Experts at the Table, part 2: How the very fast progress of the semiconductor industry is making transistor aging even more difficult.
Semiconductor Engineering sat down to discuss design reliability and circuit aging with João Geada, chief technologist for the semiconductor business unit at ANSYS; Hany Elhak, product management director, simulation and characterization in the custom IC and PCB group at Cadence; Christoph Sohrmann, advanced physical verification at Fraunhofer EAS; and Naseer Khan, vice president of sales at Moortec. What follows are excerpts of that discussion.
L-R, João Geada, Hany Elhak, Christoph Sohrmann, Naseer Khan
SE: Is there a correlation between process variation and aging?
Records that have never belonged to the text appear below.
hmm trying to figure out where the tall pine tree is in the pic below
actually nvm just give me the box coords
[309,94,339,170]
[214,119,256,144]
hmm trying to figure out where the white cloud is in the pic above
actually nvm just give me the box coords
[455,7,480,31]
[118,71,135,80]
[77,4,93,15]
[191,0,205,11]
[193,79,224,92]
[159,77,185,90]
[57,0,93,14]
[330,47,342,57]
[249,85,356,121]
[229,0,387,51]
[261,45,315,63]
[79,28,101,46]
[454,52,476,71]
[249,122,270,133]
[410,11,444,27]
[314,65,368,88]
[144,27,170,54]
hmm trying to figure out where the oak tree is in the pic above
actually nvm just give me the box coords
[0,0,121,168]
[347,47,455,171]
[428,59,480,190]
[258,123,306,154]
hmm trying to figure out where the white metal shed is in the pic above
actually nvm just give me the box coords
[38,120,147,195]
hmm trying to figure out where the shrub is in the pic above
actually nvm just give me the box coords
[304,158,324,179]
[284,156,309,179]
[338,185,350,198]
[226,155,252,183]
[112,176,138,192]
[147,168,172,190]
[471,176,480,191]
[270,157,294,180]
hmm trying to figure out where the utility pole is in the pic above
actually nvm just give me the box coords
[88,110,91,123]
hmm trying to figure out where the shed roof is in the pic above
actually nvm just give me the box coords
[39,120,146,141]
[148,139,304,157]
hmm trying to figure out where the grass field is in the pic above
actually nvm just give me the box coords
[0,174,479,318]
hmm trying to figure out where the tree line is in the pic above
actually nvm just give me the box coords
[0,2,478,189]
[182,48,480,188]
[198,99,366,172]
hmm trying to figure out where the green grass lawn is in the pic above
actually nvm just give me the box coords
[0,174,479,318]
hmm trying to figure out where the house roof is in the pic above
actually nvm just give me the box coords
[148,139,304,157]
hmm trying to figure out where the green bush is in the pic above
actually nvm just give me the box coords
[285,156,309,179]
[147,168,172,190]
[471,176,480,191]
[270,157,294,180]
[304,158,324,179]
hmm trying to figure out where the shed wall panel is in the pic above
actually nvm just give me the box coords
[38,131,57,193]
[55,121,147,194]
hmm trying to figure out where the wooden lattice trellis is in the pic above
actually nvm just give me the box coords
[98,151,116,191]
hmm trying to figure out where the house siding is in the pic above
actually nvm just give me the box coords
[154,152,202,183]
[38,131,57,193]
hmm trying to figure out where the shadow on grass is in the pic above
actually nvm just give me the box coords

Elhak: Yes. If you take the same transistor with the same stress applied to it, it may age differently from one sample to another. Aging analysis today doesn’t take that into account. Monte Carlo analysis, which takes process variation into account, doesn’t look at aging. What designers do today is run either one or the other independently, and then they make assumptions about how to combine them. For example, if you look at the V threshold of a transistor, it may be, for example, -0.43 volts. We run and aging analysis and it shows up 50 millivolts higher, which means V threshold has increased by 50 millivolts. This means now you need to apply 50 millivolts more to turn a transistor on. That’s what you get from aging analysis — that my V threshold is 50 millivolts more. Now you would do Monte Carlo analysis and you’ll say, ‘All right, you know, actually V threshold is -0.43, is it has a range. There is a distribution around that depending on process variation, and this distribution has a sigma of .0045 for example.’ But look at it in this graph, it’s that much. There is a spread. V threshold should can be anywhere in that range. Now, I should assume — and that’s what every designer does — that after aging, I have 50 millivolts more and I have the same distribution around it. That’s what people do today. The reality, if you actually take into account aging and Monte Carlo together, this experiment here shows that the spread now is three times as much. And as we have discussed, designers do margining to take that into account. So I made margin for 2X.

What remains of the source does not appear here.